Elevated triglycerides are also an important part of cardiovascular and metabolic health not captured with a CGM. This risk factor has added importance because some things that a person might do to lower glucose can increase post-prandial triglycerides, such as consuming more fat or consuming a low carbohydrate diet. It’s also worth noting that GPs measure fasting triglycerides, not post-prandial triglycerides. So if you’re relying on a CGM to measure your metabolic health, it will miss a lot!
In summary, a glucose monitor really only gives you an absolutely minuscule picture of your metabolic health. And the actions you take to reduce glucose (if that becomes your focus) are not necessarily going to address these far more important risk factors.
What can a CGM tell you and how can glucose monitoring help if you don't have type 2 diabetes?
I have heard from some patients that they have found a CGM useful for just making them more mindful of what they’re eating, and they’ve been able to improve their diets and improve their health by using one. On the other hand, I have seen patients become incredibly anxious, and actively worsen their health (including significant rises in cholesterol) by using a CGM.

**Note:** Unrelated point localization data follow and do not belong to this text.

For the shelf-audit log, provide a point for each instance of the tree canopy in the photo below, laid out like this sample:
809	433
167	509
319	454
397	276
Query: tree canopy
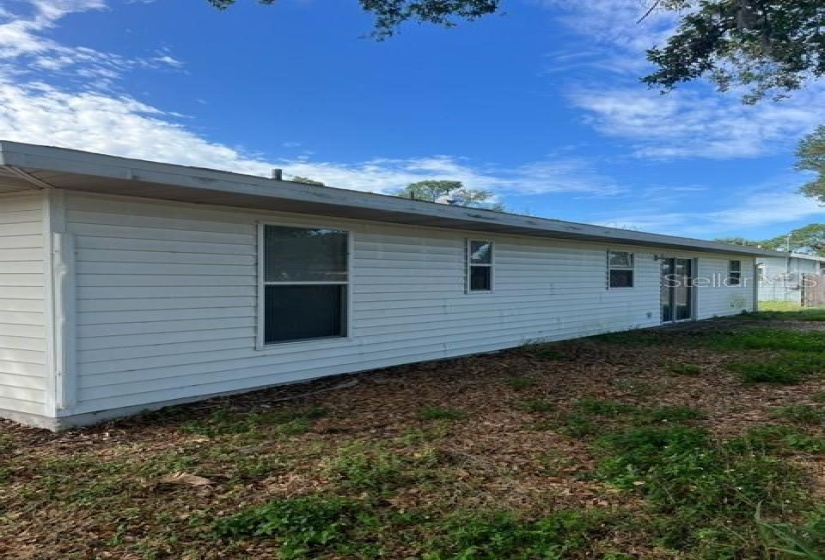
450	192
811	157
769	46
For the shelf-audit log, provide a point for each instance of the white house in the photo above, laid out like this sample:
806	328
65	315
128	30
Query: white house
781	277
128	285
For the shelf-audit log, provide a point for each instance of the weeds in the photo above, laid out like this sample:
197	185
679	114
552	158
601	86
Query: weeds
303	526
603	408
538	406
225	422
697	482
685	369
521	383
498	535
801	413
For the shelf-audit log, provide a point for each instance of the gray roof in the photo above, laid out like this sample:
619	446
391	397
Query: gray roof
28	166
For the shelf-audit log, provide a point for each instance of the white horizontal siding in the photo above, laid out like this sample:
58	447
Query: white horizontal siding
22	311
716	298
168	300
782	279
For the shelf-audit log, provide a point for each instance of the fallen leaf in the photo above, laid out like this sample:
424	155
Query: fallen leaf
185	479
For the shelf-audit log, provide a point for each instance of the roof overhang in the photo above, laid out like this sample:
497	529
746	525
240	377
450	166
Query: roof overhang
60	168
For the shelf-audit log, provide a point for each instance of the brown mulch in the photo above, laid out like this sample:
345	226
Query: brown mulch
499	456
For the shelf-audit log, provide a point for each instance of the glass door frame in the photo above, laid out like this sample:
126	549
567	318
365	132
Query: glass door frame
671	283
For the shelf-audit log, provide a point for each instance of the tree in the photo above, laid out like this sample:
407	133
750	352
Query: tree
810	156
808	239
307	181
450	192
389	14
770	46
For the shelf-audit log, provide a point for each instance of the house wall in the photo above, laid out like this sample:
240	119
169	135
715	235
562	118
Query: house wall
23	325
782	278
167	299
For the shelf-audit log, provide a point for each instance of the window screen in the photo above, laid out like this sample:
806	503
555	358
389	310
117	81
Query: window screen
620	269
479	266
305	283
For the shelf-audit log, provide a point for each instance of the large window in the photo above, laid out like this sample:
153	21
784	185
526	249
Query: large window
619	269
479	266
305	283
734	273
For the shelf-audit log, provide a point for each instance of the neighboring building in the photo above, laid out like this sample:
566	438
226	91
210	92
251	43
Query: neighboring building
781	277
128	285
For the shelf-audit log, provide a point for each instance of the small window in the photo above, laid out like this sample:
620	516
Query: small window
620	269
305	283
734	273
479	266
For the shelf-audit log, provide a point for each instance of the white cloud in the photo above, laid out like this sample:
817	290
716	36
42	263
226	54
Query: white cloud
690	124
92	117
771	205
120	125
26	50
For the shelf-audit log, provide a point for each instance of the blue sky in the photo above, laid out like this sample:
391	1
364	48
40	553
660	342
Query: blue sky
542	106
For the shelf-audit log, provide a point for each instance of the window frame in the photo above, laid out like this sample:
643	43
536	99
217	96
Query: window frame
261	284
611	268
731	274
469	265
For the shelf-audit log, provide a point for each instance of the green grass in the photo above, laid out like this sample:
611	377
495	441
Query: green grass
600	407
685	369
548	352
282	422
303	526
779	440
373	467
440	413
787	368
503	535
538	406
802	413
786	311
763	338
669	414
705	491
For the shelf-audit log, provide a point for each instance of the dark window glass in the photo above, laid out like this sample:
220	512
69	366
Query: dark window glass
302	312
304	255
621	278
481	252
734	273
481	278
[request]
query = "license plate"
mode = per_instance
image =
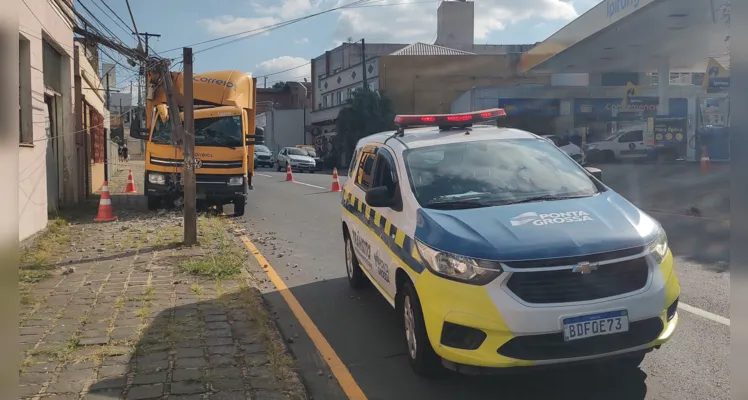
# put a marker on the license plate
(586, 326)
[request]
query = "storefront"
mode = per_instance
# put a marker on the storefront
(601, 117)
(533, 115)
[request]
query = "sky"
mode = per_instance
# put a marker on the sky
(284, 53)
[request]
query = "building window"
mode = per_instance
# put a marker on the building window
(26, 131)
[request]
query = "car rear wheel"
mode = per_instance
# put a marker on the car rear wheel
(356, 277)
(423, 359)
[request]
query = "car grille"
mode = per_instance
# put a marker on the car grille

The best advice I can give is that CGMs do not change the dietary and lifestyle guidance that we know helps improve the underlying pathophysiology of type 2 diabetes and other diseases. But, using one might help you stick to these changes. In addition, we can’t know with any certainty whether or not frequent glucose excursions to +11mmol/L (+198 mg/dL) could cause damage in the long run. So if you’re worried your glucose is creeping up a bit or you’re concerned (of course see your doctor to check), I think it’s perfectly reasonable to make adjustments to one’s lifestyle here to limit these rises. And whether you want to do this with a CGM for peace of mind is up to you.
For most people, the following are a bunch of things you could do (you don’t have to do all of them) that would be sufficient to lower post-prandial glucose rises substantially:
Lose weight - we have incredibly strong evidence that even modest weight loss of 3-5% body weight lowers glucose and prevents the development of type 2 diabetes.
Engaging in regular physical activity will reduce your glucose acutely and chronically if you keep it consistent.
Replace half of your starch (rice, potatoes, bread) serving with veges.
Switch your starch to a legume-based pasta.
Have a legume side instead of starch.
Each of these not only acutely lower glucose but much more importantly, they also target the underlying pathophysiology driving elevated glucose levels – and will improve your overall metabolic and cardiometabolic health.